"Everybody knows that having homosexuals serving alongside regular straight Christian soldiers gives those normal soldiers the heebie-jeebies," said Chambliss. "And soldiers with heebie-jeebies is bad for national security, probably."
Chambliss - who found himself under fire last week when an anti-gay slur posted on a gay issues blog was traced to his office - says a gay battalion would be "a fine compromise in terms of allowing homosexual Americans who want to serve in the military for some reason a way to do that, without the rest of the soldiers having to worry about being snorkeled."When asked what he meant by "snorkeled," Chambliss said he was referring to the activity former Democratic Congressman Eric Massa was accused of performing on his Navy subordinates, "in a way that defiles the fine tradition of recreational underwater viewing."
"I haven't been able to look at the loggerhead turtles off the coast of Jekyll Island the same way since," Chambliss said.
Senate Minority Leader Mitch McConnell, R-Kentucky, immediately got behind the gay battalion suggestion. "I wish they had one of those when I was in the service," said McConnell. "Um, not because I would have wanted to serve in it. Because I'm not a homosexual.
"No matter what you may read on the Internet," he added.

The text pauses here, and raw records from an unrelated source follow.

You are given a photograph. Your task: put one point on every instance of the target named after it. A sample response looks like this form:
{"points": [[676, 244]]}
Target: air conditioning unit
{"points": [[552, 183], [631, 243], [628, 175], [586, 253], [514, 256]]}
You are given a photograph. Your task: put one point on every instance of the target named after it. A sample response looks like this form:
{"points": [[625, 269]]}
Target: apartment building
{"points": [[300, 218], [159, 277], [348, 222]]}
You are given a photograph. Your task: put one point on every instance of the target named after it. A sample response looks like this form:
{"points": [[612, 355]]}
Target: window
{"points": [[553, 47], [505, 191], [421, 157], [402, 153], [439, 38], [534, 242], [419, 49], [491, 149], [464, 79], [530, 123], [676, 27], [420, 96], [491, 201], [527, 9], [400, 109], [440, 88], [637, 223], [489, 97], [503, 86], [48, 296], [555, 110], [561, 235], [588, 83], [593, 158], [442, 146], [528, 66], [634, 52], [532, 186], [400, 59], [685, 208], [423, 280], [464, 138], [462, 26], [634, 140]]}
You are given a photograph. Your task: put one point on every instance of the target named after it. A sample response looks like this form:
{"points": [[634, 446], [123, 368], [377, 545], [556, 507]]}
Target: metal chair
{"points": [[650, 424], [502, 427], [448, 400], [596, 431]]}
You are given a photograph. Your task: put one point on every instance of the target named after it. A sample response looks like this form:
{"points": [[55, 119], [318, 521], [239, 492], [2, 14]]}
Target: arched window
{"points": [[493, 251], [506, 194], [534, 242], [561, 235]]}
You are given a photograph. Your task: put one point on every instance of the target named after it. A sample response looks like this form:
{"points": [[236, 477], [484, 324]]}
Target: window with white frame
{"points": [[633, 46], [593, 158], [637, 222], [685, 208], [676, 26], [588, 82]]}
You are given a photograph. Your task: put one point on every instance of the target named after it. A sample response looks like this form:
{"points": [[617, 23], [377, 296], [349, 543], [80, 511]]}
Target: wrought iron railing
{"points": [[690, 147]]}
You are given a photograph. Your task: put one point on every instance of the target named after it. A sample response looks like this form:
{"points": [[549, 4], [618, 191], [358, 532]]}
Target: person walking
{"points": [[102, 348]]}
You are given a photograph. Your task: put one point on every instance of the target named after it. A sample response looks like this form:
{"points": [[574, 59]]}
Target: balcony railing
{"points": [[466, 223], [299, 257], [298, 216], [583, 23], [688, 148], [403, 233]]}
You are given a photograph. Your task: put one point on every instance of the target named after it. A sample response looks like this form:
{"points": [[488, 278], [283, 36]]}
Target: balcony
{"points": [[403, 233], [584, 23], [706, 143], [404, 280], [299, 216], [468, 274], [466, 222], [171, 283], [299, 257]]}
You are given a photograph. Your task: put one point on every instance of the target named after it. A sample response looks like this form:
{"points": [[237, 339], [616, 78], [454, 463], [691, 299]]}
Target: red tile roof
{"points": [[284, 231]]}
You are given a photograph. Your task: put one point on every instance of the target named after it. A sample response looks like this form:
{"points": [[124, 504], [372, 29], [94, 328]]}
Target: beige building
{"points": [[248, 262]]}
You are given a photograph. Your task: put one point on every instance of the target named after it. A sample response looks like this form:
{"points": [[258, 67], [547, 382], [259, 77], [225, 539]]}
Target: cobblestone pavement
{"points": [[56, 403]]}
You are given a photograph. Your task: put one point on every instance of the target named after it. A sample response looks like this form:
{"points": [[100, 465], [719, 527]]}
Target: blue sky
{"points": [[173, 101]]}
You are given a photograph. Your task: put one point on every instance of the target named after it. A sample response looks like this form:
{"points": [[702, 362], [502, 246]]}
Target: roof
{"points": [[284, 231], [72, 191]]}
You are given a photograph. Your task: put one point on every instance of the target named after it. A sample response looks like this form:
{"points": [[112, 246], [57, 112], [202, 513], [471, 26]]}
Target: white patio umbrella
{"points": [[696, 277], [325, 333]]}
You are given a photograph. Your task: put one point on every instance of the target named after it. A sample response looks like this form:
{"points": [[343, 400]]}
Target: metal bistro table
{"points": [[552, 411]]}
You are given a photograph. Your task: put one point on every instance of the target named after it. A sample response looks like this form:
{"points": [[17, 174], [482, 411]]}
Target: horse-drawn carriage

Outside the Senate, the suggestion has been met with mixed reviews. Pop singer Lady Gaga, who has campaigned for months to repeal "Don't Ask, Don't Tell," said that gay servicemen and women needed to be allowed to be "out and proud" in any division of the armed services, "like those soldiers in Afghanistan who remade my Telephone video," she said.
"Geez, we are not gay!" said Sgt. Aaron Filcher, who directed the video, which went viral last spring. "Can't a bunch of soldiers living in tight quarters film themselves dancing in unison while dressed as Lady Gaga and Beyonce without being assumed to be gay?"
He added that he thought having a gay battalion would be "simply fabulous."